The MoJ proposes a new housing loss prevention advice service (HLPAS), consisting of two stages: early legal advice and an in-house court duty scheme.
'By the time a landlord has served a notice seeking possession, their tenant dispute has long passed early stages. HLPAS needs to be triggered at an early enough point to make a difference to the underlying problems'
Law Centres Network
In stage one, practitioners would be paid a fixed £157 per client to provide early legal advice in social welfare law to tenants facing possession proceedings. In stage two, which would operate in the same way as the current court duty scheme, practitioners would be paid £75.60 per client seen in London and £71.55 outside London.
But whether this service constitutes early advice is debatable. ‘By the time a landlord has served a notice seeking possession, their dispute with their tenants has long passed early stages,’ the Law Centres Network said in its response. ‘HLPAS needs to be triggered at an early enough point to make a difference to the underlying problems, for example benefits miscalculation. Even at the earlier trigger point for HLPAS, an underlying benefit problem that needs to be appealed would not manage to be heard before the possession hearing date (between 4-8 weeks from serving the claim), not even now that the social security and child support chamber has worked down its backlog to half its pre-pandemic length.’

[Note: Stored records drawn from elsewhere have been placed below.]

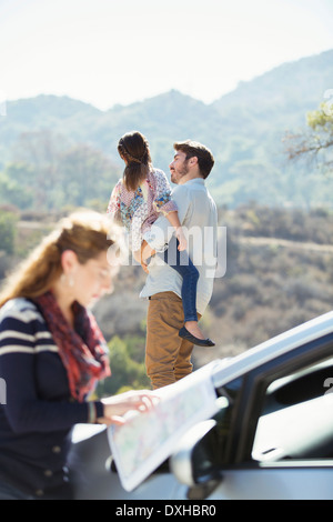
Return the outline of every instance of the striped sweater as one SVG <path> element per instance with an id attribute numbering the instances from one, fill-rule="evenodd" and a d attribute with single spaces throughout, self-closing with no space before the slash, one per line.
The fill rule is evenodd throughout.
<path id="1" fill-rule="evenodd" d="M 65 485 L 63 468 L 74 424 L 89 408 L 70 394 L 68 377 L 47 323 L 26 299 L 0 310 L 0 481 L 37 498 Z M 102 416 L 102 403 L 95 403 Z M 62 495 L 62 493 L 59 493 Z"/>

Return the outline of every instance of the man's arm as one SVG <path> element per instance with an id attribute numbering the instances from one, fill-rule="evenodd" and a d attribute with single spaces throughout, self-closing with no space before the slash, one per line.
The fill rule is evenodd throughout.
<path id="1" fill-rule="evenodd" d="M 178 218 L 181 224 L 185 219 L 189 209 L 189 198 L 188 198 L 188 190 L 183 185 L 178 185 L 172 192 L 172 199 L 175 201 L 178 207 Z M 169 220 L 164 215 L 160 215 L 157 221 L 152 224 L 151 229 L 143 234 L 143 239 L 145 240 L 148 247 L 151 248 L 151 251 L 163 251 L 168 245 L 172 234 L 174 232 L 174 228 L 170 224 Z M 145 259 L 151 255 L 149 248 L 147 245 L 143 247 Z M 142 250 L 141 250 L 142 252 Z"/>

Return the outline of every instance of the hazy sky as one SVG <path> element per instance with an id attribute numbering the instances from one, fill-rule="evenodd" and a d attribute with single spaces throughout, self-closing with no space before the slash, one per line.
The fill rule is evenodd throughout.
<path id="1" fill-rule="evenodd" d="M 0 101 L 108 109 L 178 89 L 209 103 L 329 49 L 333 0 L 0 0 Z"/>

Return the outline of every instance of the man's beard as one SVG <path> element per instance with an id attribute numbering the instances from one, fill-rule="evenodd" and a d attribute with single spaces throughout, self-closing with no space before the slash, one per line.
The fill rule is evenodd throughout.
<path id="1" fill-rule="evenodd" d="M 178 171 L 172 171 L 171 172 L 171 181 L 172 183 L 178 183 L 181 178 L 188 174 L 189 172 L 189 167 L 188 167 L 189 160 L 185 160 L 183 163 L 183 167 L 178 170 Z"/>

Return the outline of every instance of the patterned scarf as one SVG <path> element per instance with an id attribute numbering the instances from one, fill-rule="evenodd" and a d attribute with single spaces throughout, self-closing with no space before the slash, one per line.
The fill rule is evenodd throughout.
<path id="1" fill-rule="evenodd" d="M 71 394 L 79 402 L 94 390 L 97 381 L 111 375 L 107 342 L 94 317 L 74 302 L 74 329 L 64 319 L 52 292 L 33 299 L 59 349 Z"/>

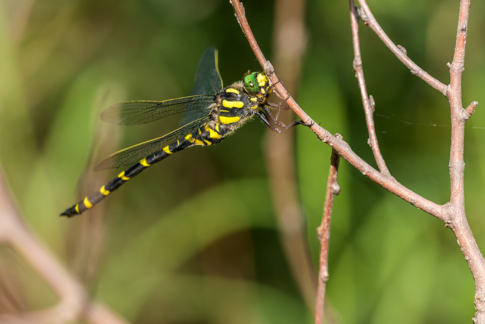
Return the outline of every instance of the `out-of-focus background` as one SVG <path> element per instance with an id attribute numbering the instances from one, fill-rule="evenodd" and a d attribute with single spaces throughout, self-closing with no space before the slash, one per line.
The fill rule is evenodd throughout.
<path id="1" fill-rule="evenodd" d="M 449 81 L 458 3 L 370 0 L 391 38 L 432 75 Z M 246 0 L 270 60 L 274 3 Z M 301 106 L 374 165 L 352 68 L 348 2 L 308 0 Z M 485 103 L 485 4 L 473 1 L 463 104 Z M 439 204 L 449 199 L 449 107 L 360 23 L 368 90 L 393 175 Z M 93 164 L 178 127 L 103 123 L 125 100 L 189 94 L 202 54 L 215 45 L 225 85 L 260 69 L 228 1 L 3 0 L 0 2 L 0 160 L 29 227 L 83 281 L 93 298 L 136 323 L 311 323 L 276 228 L 262 150 L 265 127 L 246 124 L 214 147 L 150 168 L 93 209 L 58 215 L 119 173 Z M 288 46 L 291 46 L 291 43 Z M 284 82 L 284 80 L 283 81 Z M 466 127 L 469 221 L 485 248 L 485 113 Z M 296 162 L 314 264 L 330 150 L 297 127 Z M 335 200 L 326 303 L 335 323 L 467 323 L 473 282 L 452 232 L 343 160 Z M 316 266 L 315 267 L 316 270 Z M 52 305 L 49 288 L 10 249 L 2 280 L 15 294 L 0 310 Z M 4 300 L 2 299 L 2 300 Z M 12 306 L 13 305 L 13 306 Z"/>

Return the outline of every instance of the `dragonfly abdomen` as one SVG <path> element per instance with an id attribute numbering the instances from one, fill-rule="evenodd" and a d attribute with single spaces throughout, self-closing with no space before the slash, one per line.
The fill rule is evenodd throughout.
<path id="1" fill-rule="evenodd" d="M 74 205 L 70 208 L 68 208 L 61 214 L 61 216 L 67 216 L 70 217 L 76 215 L 79 215 L 83 211 L 91 208 L 96 204 L 102 200 L 106 196 L 117 189 L 119 187 L 133 177 L 159 161 L 162 161 L 167 156 L 171 155 L 175 152 L 180 151 L 188 147 L 187 144 L 193 145 L 192 143 L 184 141 L 183 142 L 174 143 L 175 145 L 170 146 L 164 147 L 164 149 L 157 152 L 150 156 L 140 160 L 138 162 L 133 164 L 129 168 L 122 172 L 118 176 L 113 178 L 110 182 L 104 185 L 98 191 L 84 198 Z"/>

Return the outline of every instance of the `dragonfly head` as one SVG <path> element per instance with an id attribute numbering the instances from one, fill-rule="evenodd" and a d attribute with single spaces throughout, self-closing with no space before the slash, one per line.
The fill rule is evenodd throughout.
<path id="1" fill-rule="evenodd" d="M 269 79 L 264 72 L 248 72 L 244 77 L 244 88 L 250 95 L 258 97 L 268 97 L 273 91 Z"/>

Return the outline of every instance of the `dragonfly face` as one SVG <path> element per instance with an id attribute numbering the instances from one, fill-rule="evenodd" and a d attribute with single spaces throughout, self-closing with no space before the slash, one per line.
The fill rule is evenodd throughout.
<path id="1" fill-rule="evenodd" d="M 223 88 L 217 49 L 212 48 L 199 63 L 194 95 L 162 101 L 127 101 L 108 108 L 101 118 L 114 124 L 139 125 L 184 112 L 184 125 L 163 136 L 118 151 L 100 162 L 95 171 L 132 165 L 61 215 L 70 217 L 91 208 L 128 180 L 176 152 L 194 145 L 220 142 L 255 115 L 278 132 L 303 124 L 295 121 L 287 126 L 273 117 L 268 110 L 274 107 L 268 102 L 272 91 L 263 72 L 248 72 L 243 80 Z"/>

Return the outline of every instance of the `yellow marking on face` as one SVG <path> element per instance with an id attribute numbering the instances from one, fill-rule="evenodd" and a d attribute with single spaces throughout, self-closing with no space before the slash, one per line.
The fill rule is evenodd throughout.
<path id="1" fill-rule="evenodd" d="M 105 189 L 104 189 L 104 186 L 103 186 L 102 187 L 101 187 L 101 189 L 99 189 L 99 192 L 104 194 L 104 195 L 107 196 L 111 193 L 111 192 L 110 192 L 109 190 L 106 190 Z"/>
<path id="2" fill-rule="evenodd" d="M 164 147 L 163 147 L 163 148 L 162 148 L 162 150 L 163 152 L 164 152 L 165 153 L 168 153 L 169 154 L 174 154 L 173 152 L 170 152 L 170 148 L 168 148 L 168 145 L 167 146 L 165 146 Z"/>
<path id="3" fill-rule="evenodd" d="M 241 117 L 239 116 L 236 116 L 235 117 L 225 117 L 224 116 L 219 116 L 219 120 L 221 121 L 221 122 L 223 124 L 232 124 L 232 123 L 236 123 L 239 121 L 239 120 L 241 119 Z"/>
<path id="4" fill-rule="evenodd" d="M 93 207 L 93 204 L 91 204 L 89 200 L 88 200 L 87 197 L 84 198 L 84 200 L 82 201 L 82 202 L 84 203 L 84 206 L 88 208 L 91 208 Z"/>
<path id="5" fill-rule="evenodd" d="M 239 91 L 238 91 L 235 89 L 233 89 L 232 88 L 228 88 L 227 89 L 226 89 L 226 92 L 232 92 L 232 93 L 235 93 L 235 94 L 237 94 L 238 95 L 239 94 Z"/>
<path id="6" fill-rule="evenodd" d="M 121 178 L 122 180 L 124 180 L 126 181 L 127 180 L 129 180 L 129 178 L 128 177 L 125 177 L 125 171 L 121 172 L 121 173 L 118 175 L 118 178 Z"/>
<path id="7" fill-rule="evenodd" d="M 242 101 L 228 101 L 224 99 L 222 100 L 222 105 L 226 108 L 242 108 L 244 107 L 244 102 Z"/>
<path id="8" fill-rule="evenodd" d="M 210 138 L 221 138 L 222 137 L 222 135 L 217 133 L 214 130 L 211 128 L 209 129 L 209 137 Z"/>

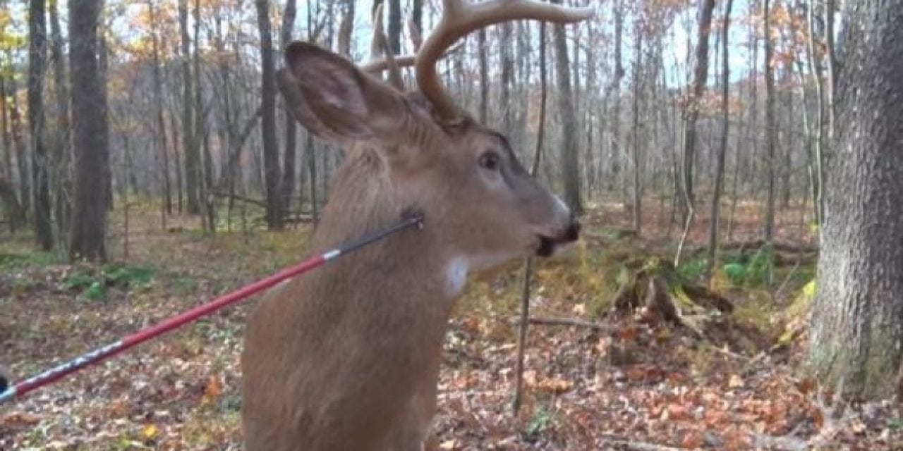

The Law Society says the £157 fee is insufficient. ‘In disputes over housing benefit entitlement there are likely to be extremely complicated case histories that require careful analysis to identify periods of entitlement, particularly where the client is self-employed and/or in precarious employment and does not have a regular pattern of working. Such cases necessitate a lengthy session with the client just to diagnose the problem and identify legal solutions.’
The proposed in-court attendance fee is welcomed but, again, is insufficient.
The Society says: ‘We estimate that to compensate providers adequately for attending a session the attendance fee should be equivalent to seeing four clients, which is £302.40 for London and £286.20 outside London. We note from the impact assessment that doubling the fee from the equivalent of seeing one client to the equivalent of seeing two is estimated to cost an additional £30,000 per year, so increasing it to the equivalent of seeing four clients could be achieved for a modest additional sum of £90,000 per year. We believe this additional sum may make schemes in more remote and low-volume courts more attractive.’
The Law Centres Network says the current proposal offers an experienced housing lawyer around £300 for a full day’s work. ‘The average cost of employing a law centre caseworker is currently between £75-£85 per hour, varying by seniority and location. Even if they only bill for five hours’ work out of a seven-hour workday, this caseworker would need to bill for £375-£425 a day just for the law centre to not make a loss on their time – and other providers would have still higher break-even thresholds.’
Who would provide the service? The network says welfare benefits and debt work have been largely out of scope for so long that most providers lack specialist staff to handle them at scale once again.
But the whole consultation is effectively meaningless if the government extends fixed recoverable costs to housing cases, according to the Housing Law Practitioners Association.
Writing for Legal Action Group, co-chairs Marina Sergides and Simon Mullings said: ‘The provision of free legal advice in housing is essential to ensuring that people live in adequate accommodation, that vulnerable families are not evicted and that the law is followed by private and social landlords. Without this, local authorities will face an avalanche of homelessness applications and the court service will grind to a halt. Free legal advice would be unsustainable without the ability to recover reasonable costs (as opposed to fixed recoverable costs) in possession and other housing cases in relation to successful defences.’
The government should be applauded for realising that housing issues must be viewed holistically. But if it wants to create a sustainable system, it needs to listen to the experts and make the necessary alterations.